Michael Fried at AIC
April 29, 6 – 7:30 p.m.
111 S Michigan, Fullerton Hall
Art history students, prepare yourselves: Michael Fried is coming to the Art Institute. Yes, the Michael Fried of “Art and Objecthood,” the fierce critic of “theatricality,” and the author of three volumes of poetry (who knew?). In keeping with his recent work on contemporary photography, the legendary critic will be discussing Paris-based video artist Anri Sala, and will also be leading a private seminar the day after his lecture. Based on past experiences with these AIC lectures, I would guess that an hour and a half won’t be enough time to witness anything profoundly life-changing; but the lecture is a not-to-be-missed opportunity to see one of art history’s most venerated heavyweights in action.
Art News Ticker
Chicago’s art world should breathe a belated sigh of relief for not getting the 2016 Olympics. Artforum claims that Vancouver is planning to cut back on arts-related spending by up to 90 percent as the city tightens its belt in the aftermath of the games. …
Now you, too, can finally own, caress and lick images by artists like Jackson Pollock and Adolph Gottlieb. The New York Times reports that on March 11, the U.S. Postal Service released a series of stamps featuring the work of 10 Abstract Expressionist painters. …
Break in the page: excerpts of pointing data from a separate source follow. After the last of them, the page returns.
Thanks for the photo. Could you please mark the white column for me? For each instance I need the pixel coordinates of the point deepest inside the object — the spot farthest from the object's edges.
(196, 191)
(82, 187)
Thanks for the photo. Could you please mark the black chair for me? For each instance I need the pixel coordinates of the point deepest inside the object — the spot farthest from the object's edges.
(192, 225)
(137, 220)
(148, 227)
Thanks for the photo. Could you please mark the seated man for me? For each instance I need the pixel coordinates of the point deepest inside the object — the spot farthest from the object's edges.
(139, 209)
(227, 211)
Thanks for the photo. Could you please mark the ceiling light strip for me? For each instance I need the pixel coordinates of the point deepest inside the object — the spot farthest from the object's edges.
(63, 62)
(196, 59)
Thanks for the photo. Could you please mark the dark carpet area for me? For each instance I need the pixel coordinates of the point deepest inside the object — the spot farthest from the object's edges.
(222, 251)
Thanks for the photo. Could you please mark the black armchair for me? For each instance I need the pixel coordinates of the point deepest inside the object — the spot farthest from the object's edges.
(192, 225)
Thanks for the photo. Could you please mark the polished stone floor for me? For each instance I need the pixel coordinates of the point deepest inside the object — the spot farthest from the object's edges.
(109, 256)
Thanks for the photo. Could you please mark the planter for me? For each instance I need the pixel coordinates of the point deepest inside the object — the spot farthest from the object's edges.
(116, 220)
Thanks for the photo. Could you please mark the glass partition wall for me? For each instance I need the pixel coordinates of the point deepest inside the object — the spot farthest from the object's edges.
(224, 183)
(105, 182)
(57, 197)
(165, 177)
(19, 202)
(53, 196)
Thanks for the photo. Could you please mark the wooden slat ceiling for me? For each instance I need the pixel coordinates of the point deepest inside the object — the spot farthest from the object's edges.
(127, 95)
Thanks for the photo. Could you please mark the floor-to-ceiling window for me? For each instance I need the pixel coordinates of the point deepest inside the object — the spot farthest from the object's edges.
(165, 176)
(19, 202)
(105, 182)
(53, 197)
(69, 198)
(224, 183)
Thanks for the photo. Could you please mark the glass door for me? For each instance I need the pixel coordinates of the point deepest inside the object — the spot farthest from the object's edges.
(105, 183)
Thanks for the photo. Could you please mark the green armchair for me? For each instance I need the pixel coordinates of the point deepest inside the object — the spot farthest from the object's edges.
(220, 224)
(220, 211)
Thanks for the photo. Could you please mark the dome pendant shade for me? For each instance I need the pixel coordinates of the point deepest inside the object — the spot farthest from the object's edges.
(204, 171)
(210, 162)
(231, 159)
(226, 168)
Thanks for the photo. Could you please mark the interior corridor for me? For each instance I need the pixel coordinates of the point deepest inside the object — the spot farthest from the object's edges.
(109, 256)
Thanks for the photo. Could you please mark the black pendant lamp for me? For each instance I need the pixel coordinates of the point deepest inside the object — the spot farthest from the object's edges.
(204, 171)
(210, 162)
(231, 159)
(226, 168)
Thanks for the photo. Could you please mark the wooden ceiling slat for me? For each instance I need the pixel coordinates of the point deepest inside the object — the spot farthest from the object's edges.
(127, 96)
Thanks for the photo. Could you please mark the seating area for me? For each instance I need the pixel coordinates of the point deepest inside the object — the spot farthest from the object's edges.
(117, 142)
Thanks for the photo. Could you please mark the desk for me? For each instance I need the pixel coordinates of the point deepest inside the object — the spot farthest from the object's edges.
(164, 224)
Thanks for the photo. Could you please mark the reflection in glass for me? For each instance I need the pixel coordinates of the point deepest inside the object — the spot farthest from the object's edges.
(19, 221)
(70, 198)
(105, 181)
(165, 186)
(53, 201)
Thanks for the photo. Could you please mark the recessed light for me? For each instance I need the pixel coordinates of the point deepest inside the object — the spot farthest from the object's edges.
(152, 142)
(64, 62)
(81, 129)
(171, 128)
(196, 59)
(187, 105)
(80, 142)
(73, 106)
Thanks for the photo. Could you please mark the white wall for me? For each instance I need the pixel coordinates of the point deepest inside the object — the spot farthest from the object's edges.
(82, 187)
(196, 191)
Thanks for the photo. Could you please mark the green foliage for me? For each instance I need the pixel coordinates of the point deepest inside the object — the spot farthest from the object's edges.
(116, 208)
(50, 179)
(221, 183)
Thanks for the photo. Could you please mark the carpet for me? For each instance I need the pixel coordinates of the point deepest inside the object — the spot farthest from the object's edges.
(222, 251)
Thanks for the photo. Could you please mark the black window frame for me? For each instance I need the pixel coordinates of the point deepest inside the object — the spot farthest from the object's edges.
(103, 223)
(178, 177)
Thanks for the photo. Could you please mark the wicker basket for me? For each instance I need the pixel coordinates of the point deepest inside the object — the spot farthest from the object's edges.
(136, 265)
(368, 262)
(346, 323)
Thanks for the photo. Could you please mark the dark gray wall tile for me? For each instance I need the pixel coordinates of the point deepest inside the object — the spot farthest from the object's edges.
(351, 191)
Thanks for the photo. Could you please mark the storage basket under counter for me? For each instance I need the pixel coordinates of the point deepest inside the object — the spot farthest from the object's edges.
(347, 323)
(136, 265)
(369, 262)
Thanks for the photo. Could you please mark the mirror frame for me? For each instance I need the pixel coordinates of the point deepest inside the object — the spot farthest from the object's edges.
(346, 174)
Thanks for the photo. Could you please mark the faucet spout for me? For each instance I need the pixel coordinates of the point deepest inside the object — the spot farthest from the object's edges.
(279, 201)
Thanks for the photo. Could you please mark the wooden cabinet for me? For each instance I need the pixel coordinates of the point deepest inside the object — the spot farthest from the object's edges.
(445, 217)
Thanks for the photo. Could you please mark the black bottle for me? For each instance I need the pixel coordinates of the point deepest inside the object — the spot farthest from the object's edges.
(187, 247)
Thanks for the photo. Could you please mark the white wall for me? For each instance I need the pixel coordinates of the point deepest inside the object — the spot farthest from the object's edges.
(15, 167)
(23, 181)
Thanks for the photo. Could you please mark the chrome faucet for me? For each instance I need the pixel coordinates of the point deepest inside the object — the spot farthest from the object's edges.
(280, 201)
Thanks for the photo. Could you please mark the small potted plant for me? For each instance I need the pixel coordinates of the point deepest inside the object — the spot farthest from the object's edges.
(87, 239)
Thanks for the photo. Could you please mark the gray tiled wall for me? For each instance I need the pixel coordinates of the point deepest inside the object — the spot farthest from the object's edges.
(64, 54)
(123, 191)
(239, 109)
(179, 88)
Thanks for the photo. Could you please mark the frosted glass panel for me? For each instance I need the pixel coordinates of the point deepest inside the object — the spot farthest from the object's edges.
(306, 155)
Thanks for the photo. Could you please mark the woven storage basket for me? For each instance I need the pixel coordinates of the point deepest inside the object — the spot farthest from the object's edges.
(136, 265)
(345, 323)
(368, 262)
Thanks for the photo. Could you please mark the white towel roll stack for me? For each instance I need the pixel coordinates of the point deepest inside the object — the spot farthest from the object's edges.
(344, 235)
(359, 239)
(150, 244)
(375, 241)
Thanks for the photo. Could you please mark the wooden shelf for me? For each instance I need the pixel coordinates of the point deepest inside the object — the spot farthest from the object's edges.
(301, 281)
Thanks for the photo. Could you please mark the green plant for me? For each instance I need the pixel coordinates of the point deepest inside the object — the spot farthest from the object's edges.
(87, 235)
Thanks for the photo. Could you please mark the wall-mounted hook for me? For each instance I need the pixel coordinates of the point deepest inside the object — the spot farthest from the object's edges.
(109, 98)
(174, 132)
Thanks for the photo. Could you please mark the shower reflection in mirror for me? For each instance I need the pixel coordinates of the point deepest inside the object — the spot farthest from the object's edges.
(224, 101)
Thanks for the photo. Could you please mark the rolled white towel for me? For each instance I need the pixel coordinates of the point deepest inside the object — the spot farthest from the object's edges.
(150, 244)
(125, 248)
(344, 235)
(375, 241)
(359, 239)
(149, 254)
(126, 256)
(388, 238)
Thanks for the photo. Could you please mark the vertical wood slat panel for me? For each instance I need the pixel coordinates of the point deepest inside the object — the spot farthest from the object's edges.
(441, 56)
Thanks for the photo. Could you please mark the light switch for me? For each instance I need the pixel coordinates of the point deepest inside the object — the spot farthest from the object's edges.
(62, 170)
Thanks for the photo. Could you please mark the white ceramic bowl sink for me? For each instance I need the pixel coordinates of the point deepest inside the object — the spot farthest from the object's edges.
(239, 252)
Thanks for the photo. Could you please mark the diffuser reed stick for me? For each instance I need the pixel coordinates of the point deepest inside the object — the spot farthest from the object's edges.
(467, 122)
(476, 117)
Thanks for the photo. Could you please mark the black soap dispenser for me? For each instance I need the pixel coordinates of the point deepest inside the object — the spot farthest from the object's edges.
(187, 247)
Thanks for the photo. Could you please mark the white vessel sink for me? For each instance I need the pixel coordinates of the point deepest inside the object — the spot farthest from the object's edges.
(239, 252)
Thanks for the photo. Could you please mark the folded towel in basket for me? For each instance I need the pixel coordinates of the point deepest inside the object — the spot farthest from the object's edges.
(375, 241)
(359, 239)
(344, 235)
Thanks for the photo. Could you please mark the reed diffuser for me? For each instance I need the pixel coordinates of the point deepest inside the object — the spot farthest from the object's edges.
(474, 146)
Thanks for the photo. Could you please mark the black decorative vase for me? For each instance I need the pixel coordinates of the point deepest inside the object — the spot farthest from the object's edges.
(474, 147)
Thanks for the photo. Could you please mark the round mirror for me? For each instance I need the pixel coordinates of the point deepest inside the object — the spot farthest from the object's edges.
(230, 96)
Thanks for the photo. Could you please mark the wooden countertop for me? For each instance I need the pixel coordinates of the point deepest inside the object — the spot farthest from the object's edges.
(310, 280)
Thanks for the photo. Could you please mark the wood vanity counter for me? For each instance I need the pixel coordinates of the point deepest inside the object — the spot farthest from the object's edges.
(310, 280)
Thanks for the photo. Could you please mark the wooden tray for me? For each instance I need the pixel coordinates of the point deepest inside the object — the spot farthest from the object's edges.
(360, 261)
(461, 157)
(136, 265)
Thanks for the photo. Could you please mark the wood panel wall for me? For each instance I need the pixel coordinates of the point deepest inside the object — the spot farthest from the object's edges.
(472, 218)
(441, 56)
Having trouble selling your art work in this dismal economy? Philadelphia-based artist and paragon of philanthropic virtue Jeffrey Wright has launched a new endeavor to improve his sales: for one low yearly fee, subscribers to his collective will receive a minimum of 12 screen prints throughout the calendar year. “I still want poor people to be able to buy my art,” Wright explained to The Philadelphia Inquirer. “I love poor people, and not just because I am one.” …
At the beginning of March, the Detroit Institute of Arts opened a new gallery devoted to Islamic arts, reports USA Today. From the Met to the Louvre, museums around the world are trying to highlight their Islamic arts collections as they cater to a new interest in Islamic culture, but the move is particularly significant in Detroit, as the home to one of the largest Arab American and Muslim populations in the U.S. …
Visitors to contemporary Viennese arts organization The Succession will be in for a surprise when they visit the venue’s prized piece, Gustav Klimt’s “Beethoven Frieze.” Thanks to an intervention by artist Christoph Büchel, in order to access the work an adult-only crowd will have to pass through a genuine swingers club — complete with mattresses and swings. The artist claims he wants to help contemporary Austrians get over their sexual inhibitions (who knew they had any, given the likes of Elfriede Jelinek?), and to recreate some of the original outcry inspired by the eroticism of Klimt’s works when they were first shown.